Hillary Clinton criticises Israel's planned demolition of 88 houses in East Jerusalem and reiterates Washington's support for a two-state solution.
Clinton attacks Jerusalem demolitions
RAMALLAH, WEST BANK // Hillary Clinton, the US secretary of state, made the rounds of Palestinian Authority leaders in Ramallah yesterday, reiterating Washington's support for a two-state solution, criticising Israel's planned demolition of 88 houses in East Jerusalem and praising the PA's reconstruction programme for the Gaza Strip. Mrs Clinton met Mahmoud Abbas, the PA president, at his headquarters in Ramallah, where she called the planned demolition of homes in the Silwan neighbourhood of East Jerusalem "unhelpful".
"Clearly this kind of activity is unhelpful and not in keeping with the obligations entered into under the road map," Mrs Clinton said, in reference to a 2003 US-mediated peace plan. "It is an issue that we intend to raise with the government of Israel and the government at the municipal level in Jerusalem," she added at a joint news conference with Mr Abbas. Aides to Mr Abbas said the Palestinian leader had asked Mrs Clinton to put pressure on Israel to end its settlement construction in the West Bank and state clearly that it is in favour of a two-state solution. Benjamin Netanyahu, the head of Likud, a right-wing party, who is trying to form the next Israeli government coalition, has yet to unequivocally voice support for such a solution.
Mrs Clinton met Mr Netanyahu in Jerusalem on Tuesday and reiterated US support for a two-state solution, potentially putting Washington on a collision course with the next Israeli government. Mr Netanyahu has proposed an "economic peace" plan to replace political negotiations, something Mrs Clinton was critical of, saying an economic initiative without a political solution has no chance of success.
The United States is aware that Palestinian patience is wearing thin after a year of inconclusive negotiations under the Annapolis process, during which time Israeli settlement expansion continued apace in contradiction to the road map.
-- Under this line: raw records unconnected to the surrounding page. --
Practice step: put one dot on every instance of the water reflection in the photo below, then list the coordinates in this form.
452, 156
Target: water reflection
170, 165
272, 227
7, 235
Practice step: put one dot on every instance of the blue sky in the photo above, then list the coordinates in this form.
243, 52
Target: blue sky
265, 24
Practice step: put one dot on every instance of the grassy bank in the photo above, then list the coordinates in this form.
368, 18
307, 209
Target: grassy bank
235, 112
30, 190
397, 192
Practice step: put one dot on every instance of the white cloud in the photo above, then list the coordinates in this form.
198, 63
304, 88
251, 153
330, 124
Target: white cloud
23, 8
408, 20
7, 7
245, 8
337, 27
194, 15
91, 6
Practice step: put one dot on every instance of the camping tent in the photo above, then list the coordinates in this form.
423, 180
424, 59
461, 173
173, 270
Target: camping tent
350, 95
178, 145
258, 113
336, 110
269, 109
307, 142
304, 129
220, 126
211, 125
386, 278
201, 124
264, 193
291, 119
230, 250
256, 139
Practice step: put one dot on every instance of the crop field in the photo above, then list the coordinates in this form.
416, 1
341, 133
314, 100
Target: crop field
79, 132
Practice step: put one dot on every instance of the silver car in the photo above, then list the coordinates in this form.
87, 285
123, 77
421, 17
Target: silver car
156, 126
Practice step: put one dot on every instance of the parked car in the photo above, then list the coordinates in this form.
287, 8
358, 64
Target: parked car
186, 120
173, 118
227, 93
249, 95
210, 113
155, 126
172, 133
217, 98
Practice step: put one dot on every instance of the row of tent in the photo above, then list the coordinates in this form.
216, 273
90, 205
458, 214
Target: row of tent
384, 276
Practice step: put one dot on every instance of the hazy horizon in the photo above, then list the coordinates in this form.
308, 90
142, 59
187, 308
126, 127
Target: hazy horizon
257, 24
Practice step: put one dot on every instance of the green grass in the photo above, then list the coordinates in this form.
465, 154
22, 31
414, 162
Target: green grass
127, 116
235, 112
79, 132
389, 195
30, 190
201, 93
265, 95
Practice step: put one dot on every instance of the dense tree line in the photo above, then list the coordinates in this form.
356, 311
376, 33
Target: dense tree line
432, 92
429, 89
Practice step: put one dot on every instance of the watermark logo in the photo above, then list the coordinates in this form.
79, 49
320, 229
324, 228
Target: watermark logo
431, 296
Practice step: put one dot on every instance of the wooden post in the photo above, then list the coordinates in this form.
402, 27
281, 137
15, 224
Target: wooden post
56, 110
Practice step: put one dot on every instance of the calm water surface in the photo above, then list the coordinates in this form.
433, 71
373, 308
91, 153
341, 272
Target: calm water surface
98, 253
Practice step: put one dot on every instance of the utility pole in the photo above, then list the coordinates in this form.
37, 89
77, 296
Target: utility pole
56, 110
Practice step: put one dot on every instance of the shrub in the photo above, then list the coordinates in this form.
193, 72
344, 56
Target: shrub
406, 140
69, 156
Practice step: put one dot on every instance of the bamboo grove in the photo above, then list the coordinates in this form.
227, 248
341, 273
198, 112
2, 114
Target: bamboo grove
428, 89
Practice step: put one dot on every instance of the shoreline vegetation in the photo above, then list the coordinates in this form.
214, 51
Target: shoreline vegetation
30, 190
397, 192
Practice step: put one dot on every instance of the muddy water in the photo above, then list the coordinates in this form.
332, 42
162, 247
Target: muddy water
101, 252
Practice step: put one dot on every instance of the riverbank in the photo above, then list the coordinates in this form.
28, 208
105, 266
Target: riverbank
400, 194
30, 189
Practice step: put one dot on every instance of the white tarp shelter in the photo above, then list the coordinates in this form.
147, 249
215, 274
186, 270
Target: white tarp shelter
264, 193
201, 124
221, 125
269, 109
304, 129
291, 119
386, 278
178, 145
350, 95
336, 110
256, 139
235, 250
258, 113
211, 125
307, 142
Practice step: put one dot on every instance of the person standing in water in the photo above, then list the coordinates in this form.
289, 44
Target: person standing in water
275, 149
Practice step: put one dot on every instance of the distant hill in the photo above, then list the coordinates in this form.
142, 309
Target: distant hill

The failed Annapolis process and the Israeli offensive on Gaza both caused a significant dip in the popularity of Fatah, Mr Abbas's faction, in favour of Hamas, Fatah's Islamist rival that is in control of the Gaza Strip and that won parliamentary elections in 2006.
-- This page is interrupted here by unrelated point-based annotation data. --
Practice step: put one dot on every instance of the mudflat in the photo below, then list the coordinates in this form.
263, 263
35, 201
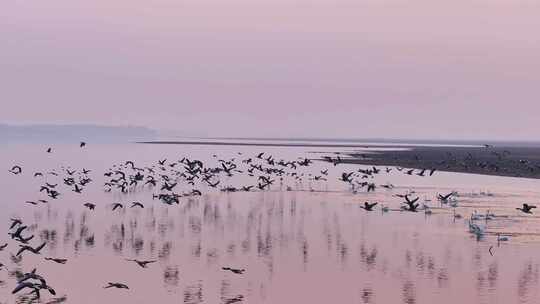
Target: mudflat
500, 161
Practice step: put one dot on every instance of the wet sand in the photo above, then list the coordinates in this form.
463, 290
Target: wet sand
499, 161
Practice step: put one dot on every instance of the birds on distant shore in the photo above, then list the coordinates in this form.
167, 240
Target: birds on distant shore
173, 182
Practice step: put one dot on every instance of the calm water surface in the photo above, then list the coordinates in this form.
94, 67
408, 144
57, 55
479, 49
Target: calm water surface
311, 245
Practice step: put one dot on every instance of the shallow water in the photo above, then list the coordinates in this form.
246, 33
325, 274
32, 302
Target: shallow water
313, 245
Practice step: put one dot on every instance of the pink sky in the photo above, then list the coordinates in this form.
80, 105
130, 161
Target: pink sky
395, 68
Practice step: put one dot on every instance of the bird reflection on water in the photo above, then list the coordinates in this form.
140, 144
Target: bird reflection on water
272, 243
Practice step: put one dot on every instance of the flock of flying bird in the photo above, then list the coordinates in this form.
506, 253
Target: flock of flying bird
172, 181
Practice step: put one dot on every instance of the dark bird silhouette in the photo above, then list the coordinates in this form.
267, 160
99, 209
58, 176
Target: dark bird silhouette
526, 208
143, 264
31, 249
15, 222
233, 270
411, 204
16, 169
445, 198
90, 206
116, 285
346, 177
368, 207
59, 261
137, 204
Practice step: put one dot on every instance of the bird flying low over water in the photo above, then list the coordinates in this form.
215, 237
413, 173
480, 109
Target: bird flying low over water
368, 207
143, 264
137, 204
16, 169
59, 261
116, 285
90, 206
233, 270
526, 208
31, 249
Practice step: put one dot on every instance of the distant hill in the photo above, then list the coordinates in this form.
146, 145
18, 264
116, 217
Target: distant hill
74, 133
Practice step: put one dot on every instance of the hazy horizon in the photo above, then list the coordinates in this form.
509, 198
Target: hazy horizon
344, 69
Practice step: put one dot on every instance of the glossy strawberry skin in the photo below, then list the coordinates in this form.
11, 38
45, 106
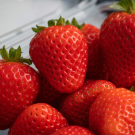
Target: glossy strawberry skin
48, 94
19, 86
39, 119
118, 44
73, 130
112, 113
75, 107
60, 53
95, 68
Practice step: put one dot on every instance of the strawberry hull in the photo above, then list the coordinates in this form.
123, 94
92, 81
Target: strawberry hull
60, 54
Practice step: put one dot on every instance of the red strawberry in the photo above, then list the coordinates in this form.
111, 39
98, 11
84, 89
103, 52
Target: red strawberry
47, 93
113, 113
73, 130
19, 86
75, 107
118, 44
95, 69
38, 119
60, 53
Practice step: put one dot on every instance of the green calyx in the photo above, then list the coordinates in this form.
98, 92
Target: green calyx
58, 22
125, 5
14, 55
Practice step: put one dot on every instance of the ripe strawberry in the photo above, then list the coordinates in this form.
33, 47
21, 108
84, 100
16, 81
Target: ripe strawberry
38, 119
19, 86
75, 107
118, 44
95, 69
47, 93
73, 130
60, 53
113, 113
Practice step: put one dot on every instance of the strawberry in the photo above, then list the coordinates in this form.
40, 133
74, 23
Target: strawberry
118, 44
113, 113
19, 86
60, 53
75, 107
95, 69
47, 93
73, 130
38, 119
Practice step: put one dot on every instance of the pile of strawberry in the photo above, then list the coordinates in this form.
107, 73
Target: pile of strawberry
84, 80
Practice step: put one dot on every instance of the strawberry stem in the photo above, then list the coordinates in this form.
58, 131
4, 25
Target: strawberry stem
125, 5
61, 21
14, 55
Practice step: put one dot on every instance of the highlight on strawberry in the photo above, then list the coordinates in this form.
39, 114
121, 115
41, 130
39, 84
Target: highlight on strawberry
19, 85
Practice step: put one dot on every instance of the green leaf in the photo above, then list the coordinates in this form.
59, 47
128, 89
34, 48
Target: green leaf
12, 52
67, 22
14, 55
75, 23
4, 53
18, 53
38, 29
125, 5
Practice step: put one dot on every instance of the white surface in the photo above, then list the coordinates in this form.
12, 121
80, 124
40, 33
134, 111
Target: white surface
16, 13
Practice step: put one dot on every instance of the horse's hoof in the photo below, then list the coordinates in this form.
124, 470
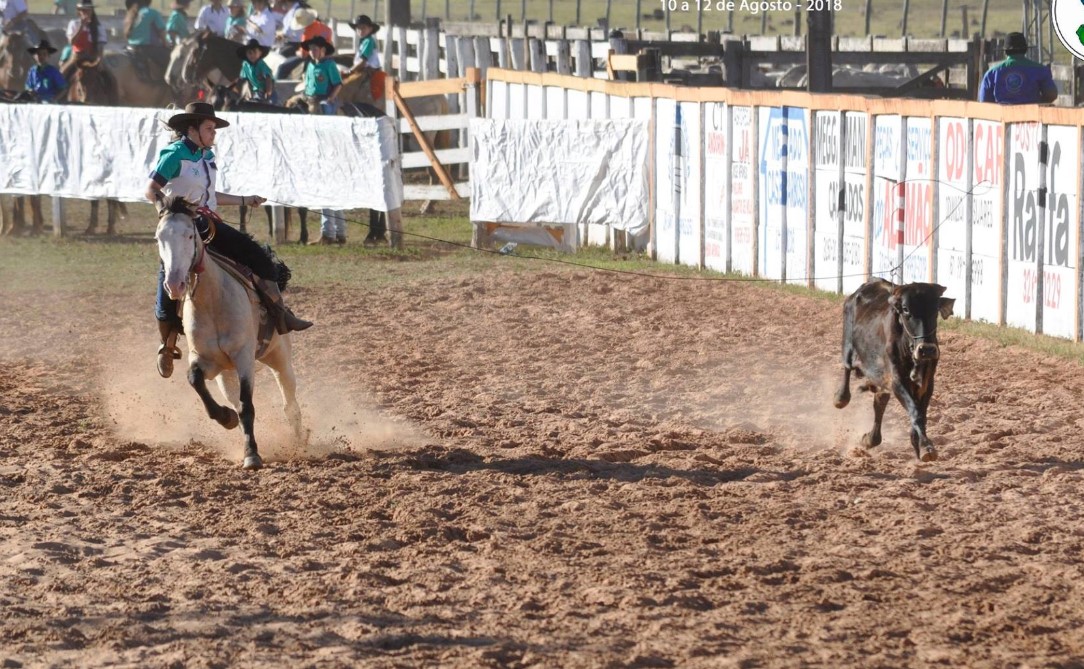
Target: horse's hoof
230, 421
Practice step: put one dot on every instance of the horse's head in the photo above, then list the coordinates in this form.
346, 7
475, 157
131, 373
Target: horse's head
179, 245
14, 61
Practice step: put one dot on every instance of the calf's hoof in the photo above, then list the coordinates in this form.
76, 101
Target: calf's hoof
842, 399
229, 419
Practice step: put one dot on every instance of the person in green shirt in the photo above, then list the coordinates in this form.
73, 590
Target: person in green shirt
177, 27
322, 78
256, 72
In an interview this week, Saeb Erekat, the chief Palestinian negotiator, said that if the new Israeli government does not accept the principle of a two-state solution, Palestinians would end the negotiations process. "If an Israeli government is formed that does not accept the two-state solution, does not respect signed agreements and continues with settlement [building], it will not be our partner and we will not hold political negotiations with it."
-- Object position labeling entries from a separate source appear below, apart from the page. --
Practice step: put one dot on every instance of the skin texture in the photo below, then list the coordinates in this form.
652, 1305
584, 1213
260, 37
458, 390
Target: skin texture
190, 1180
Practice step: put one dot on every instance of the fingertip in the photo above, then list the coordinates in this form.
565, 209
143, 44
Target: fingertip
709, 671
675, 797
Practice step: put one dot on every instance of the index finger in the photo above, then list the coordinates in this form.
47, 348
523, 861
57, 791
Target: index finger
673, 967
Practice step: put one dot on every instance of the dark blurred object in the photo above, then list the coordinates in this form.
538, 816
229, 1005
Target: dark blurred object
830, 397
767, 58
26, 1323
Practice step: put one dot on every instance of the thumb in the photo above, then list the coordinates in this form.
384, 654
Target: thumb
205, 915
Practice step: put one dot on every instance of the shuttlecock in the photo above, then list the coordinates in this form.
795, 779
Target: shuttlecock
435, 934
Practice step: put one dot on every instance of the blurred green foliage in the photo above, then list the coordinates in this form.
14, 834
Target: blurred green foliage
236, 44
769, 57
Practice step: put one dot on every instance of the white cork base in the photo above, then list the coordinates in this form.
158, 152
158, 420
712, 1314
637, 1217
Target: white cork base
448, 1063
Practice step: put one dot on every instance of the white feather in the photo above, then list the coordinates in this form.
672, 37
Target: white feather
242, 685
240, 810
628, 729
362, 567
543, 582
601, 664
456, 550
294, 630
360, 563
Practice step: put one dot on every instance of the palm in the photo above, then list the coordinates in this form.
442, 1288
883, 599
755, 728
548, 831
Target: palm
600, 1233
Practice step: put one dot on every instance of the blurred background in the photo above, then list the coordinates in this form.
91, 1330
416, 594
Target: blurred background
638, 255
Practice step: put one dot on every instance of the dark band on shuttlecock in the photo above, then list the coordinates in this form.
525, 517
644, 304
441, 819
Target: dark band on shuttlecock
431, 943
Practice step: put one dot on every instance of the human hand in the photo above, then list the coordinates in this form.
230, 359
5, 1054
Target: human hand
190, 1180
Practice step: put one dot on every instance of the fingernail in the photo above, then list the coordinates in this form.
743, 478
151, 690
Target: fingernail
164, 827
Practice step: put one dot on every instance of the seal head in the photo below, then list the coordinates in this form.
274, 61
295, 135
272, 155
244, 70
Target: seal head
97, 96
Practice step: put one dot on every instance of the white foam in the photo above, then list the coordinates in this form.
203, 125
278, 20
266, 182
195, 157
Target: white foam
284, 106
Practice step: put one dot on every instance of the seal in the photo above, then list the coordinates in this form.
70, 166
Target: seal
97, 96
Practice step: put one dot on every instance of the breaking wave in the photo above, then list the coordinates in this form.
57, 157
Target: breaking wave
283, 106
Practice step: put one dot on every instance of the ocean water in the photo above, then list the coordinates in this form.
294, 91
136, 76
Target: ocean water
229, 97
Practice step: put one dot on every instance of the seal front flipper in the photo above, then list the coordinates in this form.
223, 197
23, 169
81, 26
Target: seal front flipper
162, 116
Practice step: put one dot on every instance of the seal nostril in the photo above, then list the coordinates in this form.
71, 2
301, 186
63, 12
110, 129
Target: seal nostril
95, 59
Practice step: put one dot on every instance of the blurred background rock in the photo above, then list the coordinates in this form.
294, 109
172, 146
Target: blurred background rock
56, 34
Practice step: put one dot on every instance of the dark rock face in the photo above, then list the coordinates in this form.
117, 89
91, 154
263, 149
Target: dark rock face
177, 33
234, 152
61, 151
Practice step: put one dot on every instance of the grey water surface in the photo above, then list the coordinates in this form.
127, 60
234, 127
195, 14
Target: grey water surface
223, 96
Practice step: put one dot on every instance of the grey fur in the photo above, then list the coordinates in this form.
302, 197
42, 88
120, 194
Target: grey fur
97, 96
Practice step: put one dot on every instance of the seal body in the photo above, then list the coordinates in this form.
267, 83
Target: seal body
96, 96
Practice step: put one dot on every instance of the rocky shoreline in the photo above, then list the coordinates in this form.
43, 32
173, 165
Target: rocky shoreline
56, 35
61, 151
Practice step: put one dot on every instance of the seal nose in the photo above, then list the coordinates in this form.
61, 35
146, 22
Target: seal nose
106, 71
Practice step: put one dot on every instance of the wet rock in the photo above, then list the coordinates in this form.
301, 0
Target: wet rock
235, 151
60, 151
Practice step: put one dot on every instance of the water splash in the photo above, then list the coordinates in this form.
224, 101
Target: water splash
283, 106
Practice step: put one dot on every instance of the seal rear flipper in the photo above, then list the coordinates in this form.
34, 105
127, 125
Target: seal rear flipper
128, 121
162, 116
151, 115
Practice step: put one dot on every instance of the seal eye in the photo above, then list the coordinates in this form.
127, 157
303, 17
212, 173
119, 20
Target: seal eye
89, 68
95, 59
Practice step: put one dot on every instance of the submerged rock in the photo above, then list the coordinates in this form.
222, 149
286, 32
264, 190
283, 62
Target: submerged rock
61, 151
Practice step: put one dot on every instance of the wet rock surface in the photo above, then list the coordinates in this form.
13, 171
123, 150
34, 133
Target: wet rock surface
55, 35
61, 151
Yesterday, Mrs Clinton met Salam Fayyad, the Palestinian Authority prime minister, and repeated that Washington was committed to the establishment of a Palestinian state. She also praised Mr Fayyad's plan for the reconstruction of Gaza, battered after 19 months of Israeli closure and a brutal three-week offensive this year. Mr Fayyad had outlined his plan on Monday in Sharm el-Sheikh during a multinational conference for donor countries in which US$5.2 million (Dh19m) was pledged for the reconstruction.
"I've told everyone that [Mr Fayyad's plan] was exactly what was required," said Mrs Clinton, who attended the conference. But little reconstruction can take place in Gaza as long as Israel continues to keep crossings into Gaza closed to anything other than humanitarian goods. International pressure is growing on Israel to open the Gaza crossings, but there is not likely to be any momentum unless Israel and Hamas agree on a ceasefire, over which Egyptian-mediated negotiations appear stuck.
In addition, although Hamas has said it wants any funding for reconstruction to reach the people who need it most, it also wants a role in determining how such funding is best spent, something the international community is trying to avoid by dealing only with Mr Fayyad and the West Bank-based PA. The success of just-begun unity talks in Cairo is therefore also crucial to a speedy and efficient reconstruction programme in Gaza, and a key factor in this is how any potential unity deal might be received by the international community.
In this respect, Palestinians were less than impressed with Mrs Clinton's visit, in which she offered little hope of Palestinian reconciliation. "I was disappointed with her rhetoric on some issues, especially on reiterating the Quartet conditions on Hamas and her absolute commitment to Israel's security," said Ghassan Khatib, a political analyst and a former PA minister. "I think she simply restated the same line that we heard from the previous American administration and did not reflect the new spirit of the Obama administration."